I got our helper to try to wake me up if she heard my med alarm on my phone go off, so for the past day and a half I’ve been slowly catching up, and now I’m pain-wise almost back where I was, though not quite, and still hurting enough that it’s hard to breathe (and therefore hard to talk). I had been doing my PT for a week straight, so I’m upset about having yet another break in that routine, but will start again as soon as my pain will allow it, probably in the next day or two. The lymphedema specialist called during one of my zone-out days, so I had to ask if I could call back because there was no way I was going to be able to coordinate all of getting that set up. This morning I found the paper with the number and it took me a good two minutes to figure out what number that was and why I needed it, which should show you how out of it I was. I checked in with my nurse every day, including today, and she said she honestly thinks I might have caught the flu, since she had another patient with the same symptoms who ended up going to the ER and that’s what he had, type A flu. I could have gotten it from my husband, who was sick last week, or even from the baby’s flu shot. They were supposed to have given me the flu shot during my Aridia treatment but didn’t, but I suspect I might have gotten sick even if they had given me the shot, since I got sick the same day which means I’d already been exposed (which I’m thinking I no longer need the shot, now that I’ve gotten the flu itself). So I keep drinking buttloads of fluids, finish my antibiotics, get back on my med cycle fer realz, and go to the ER if there’s a sudden reversal in the healing.

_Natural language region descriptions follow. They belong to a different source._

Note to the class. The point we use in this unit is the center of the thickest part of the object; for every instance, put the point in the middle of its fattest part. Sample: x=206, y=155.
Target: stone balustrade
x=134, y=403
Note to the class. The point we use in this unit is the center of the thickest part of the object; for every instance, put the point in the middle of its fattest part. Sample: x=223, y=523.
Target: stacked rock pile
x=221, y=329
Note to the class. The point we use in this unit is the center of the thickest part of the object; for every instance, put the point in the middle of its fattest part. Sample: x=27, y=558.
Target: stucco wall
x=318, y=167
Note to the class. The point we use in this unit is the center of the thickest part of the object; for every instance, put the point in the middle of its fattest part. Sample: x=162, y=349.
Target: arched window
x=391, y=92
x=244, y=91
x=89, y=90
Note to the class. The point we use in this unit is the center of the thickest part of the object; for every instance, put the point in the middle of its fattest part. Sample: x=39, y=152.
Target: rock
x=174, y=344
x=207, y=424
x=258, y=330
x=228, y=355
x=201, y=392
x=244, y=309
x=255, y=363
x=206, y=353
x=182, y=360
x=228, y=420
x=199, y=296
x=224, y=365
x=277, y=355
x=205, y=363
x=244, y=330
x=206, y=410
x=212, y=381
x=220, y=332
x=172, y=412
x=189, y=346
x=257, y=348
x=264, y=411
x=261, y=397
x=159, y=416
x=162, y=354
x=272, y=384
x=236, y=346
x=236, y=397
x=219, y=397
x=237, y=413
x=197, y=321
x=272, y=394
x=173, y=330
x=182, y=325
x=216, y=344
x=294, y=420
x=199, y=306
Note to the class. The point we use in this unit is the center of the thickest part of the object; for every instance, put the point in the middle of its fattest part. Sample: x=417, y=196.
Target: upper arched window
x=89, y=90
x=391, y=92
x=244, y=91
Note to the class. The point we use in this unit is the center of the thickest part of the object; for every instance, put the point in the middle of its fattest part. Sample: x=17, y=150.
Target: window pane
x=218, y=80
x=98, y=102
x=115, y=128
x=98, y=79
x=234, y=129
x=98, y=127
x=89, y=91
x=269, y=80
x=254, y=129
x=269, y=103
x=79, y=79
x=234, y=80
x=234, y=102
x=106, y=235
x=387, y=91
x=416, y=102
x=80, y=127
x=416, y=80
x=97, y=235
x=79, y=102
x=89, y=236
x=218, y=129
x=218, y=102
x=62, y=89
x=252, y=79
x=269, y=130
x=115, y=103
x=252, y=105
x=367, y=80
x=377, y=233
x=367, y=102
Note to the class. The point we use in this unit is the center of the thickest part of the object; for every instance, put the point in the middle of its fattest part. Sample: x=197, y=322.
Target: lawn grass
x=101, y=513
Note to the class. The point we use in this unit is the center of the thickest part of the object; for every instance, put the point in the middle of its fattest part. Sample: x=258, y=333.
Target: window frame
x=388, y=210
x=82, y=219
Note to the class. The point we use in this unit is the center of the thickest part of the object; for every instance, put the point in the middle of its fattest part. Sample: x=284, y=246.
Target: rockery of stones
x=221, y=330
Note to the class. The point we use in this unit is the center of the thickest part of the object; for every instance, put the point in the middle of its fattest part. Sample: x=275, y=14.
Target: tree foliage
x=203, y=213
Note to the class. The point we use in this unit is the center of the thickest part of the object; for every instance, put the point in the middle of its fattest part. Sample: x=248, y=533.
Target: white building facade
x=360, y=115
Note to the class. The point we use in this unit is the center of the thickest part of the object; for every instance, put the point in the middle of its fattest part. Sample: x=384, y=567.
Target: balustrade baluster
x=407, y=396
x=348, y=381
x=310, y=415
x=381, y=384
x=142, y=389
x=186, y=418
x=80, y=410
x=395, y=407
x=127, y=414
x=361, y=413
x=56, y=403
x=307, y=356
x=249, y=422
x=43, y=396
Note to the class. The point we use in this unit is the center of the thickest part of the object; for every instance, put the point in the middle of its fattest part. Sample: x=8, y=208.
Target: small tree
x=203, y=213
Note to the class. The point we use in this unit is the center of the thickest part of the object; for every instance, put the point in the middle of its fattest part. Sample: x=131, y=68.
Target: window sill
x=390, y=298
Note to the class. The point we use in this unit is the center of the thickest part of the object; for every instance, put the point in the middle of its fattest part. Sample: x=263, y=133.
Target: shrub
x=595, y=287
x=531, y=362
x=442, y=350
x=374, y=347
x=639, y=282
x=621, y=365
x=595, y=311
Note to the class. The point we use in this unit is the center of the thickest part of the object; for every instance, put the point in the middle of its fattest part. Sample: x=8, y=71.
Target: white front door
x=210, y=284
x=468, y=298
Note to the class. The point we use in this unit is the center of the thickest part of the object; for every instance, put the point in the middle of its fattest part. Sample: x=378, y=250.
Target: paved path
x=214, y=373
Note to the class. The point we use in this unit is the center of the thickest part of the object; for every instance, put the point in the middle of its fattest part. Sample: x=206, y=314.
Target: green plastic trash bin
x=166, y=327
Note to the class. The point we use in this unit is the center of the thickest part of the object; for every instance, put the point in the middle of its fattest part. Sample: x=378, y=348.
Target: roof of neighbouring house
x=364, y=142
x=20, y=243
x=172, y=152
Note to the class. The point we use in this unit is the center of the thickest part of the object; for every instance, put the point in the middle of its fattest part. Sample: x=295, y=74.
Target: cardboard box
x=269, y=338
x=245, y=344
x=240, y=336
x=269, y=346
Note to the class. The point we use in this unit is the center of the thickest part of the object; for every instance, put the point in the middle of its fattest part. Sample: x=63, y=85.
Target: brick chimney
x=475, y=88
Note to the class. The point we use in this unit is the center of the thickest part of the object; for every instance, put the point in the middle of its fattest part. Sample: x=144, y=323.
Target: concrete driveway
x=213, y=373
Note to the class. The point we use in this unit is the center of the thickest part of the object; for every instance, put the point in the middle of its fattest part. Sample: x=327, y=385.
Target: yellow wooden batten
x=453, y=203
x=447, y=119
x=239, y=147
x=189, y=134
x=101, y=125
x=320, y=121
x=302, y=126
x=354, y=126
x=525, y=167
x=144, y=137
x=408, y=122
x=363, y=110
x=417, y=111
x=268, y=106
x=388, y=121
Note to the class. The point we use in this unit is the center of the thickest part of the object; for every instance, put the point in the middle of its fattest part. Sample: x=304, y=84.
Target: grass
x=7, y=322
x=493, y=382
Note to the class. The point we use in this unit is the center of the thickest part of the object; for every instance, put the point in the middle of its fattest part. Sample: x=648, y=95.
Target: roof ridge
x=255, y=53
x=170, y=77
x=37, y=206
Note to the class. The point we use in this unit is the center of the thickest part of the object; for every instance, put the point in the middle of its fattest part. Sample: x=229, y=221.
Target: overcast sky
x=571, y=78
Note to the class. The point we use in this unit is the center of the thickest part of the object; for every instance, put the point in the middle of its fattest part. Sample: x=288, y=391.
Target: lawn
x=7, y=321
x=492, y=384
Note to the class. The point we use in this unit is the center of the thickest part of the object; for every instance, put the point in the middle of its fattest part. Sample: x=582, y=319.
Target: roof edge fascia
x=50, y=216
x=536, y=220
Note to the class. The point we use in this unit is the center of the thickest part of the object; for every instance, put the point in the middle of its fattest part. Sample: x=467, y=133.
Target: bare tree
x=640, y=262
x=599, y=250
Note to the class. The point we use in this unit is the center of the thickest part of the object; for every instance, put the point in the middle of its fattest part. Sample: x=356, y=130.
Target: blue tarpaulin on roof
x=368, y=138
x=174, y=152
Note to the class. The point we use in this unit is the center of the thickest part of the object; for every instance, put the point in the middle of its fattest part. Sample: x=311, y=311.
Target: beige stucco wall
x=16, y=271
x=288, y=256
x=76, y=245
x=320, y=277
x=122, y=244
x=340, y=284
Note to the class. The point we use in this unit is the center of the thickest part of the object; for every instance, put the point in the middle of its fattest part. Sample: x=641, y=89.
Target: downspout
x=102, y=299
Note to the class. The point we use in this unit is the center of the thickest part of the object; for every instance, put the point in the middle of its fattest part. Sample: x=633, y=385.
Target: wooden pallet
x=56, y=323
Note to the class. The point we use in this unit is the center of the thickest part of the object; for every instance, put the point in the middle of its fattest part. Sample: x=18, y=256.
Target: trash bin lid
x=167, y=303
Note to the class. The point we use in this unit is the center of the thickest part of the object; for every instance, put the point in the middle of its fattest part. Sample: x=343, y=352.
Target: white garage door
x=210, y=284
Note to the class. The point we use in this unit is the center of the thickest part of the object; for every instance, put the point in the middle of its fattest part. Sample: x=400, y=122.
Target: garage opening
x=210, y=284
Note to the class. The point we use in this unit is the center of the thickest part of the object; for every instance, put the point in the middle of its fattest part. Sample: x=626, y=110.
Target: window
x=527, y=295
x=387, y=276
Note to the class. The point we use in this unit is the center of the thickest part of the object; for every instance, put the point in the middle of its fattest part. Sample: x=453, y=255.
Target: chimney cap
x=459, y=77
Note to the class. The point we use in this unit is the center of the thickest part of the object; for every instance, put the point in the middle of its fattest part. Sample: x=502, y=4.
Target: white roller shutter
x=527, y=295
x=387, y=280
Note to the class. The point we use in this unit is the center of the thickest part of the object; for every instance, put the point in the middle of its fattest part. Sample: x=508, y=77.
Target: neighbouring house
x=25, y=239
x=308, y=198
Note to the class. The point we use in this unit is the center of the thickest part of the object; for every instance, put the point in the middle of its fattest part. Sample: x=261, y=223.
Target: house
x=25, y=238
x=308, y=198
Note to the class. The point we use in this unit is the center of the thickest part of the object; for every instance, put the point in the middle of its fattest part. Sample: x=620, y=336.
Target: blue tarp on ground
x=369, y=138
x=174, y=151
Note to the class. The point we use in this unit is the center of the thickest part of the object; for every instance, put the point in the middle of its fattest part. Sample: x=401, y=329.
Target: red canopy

The good news, that everyone SHOULD be excited about, and most are: The latest set of scans are clean. The oncologist and radiologist looked back through the last four sets of scans and compared them all to make sure, and they said maybe if you squint really hard and imagine really creatively you might pretend to see something in one of the old places, but that realistically the newest set of scans look clean, not even really a ghost of a tumor left. Now this doesn’t exactly count as remission, since there isn’t a trend or history of clean scans, this is just the baseline to start from, but it’s a pretty darn good one, and I’ll take it. I’ll keep taking the tamoxifen, keep taking the scans every two months, keep taking care of myself through PT and diet, hopefully avoid getting sick like I just did too much, and with all that work and a little luck and all your good thoughts sent my way we’ll hit remission yet. Thanks to everyone for all the good love and support sent my way, keep a healthy image of me in your head whenever you think of me, and I’ll keep breathing, and healing, and living, and loving, and writing.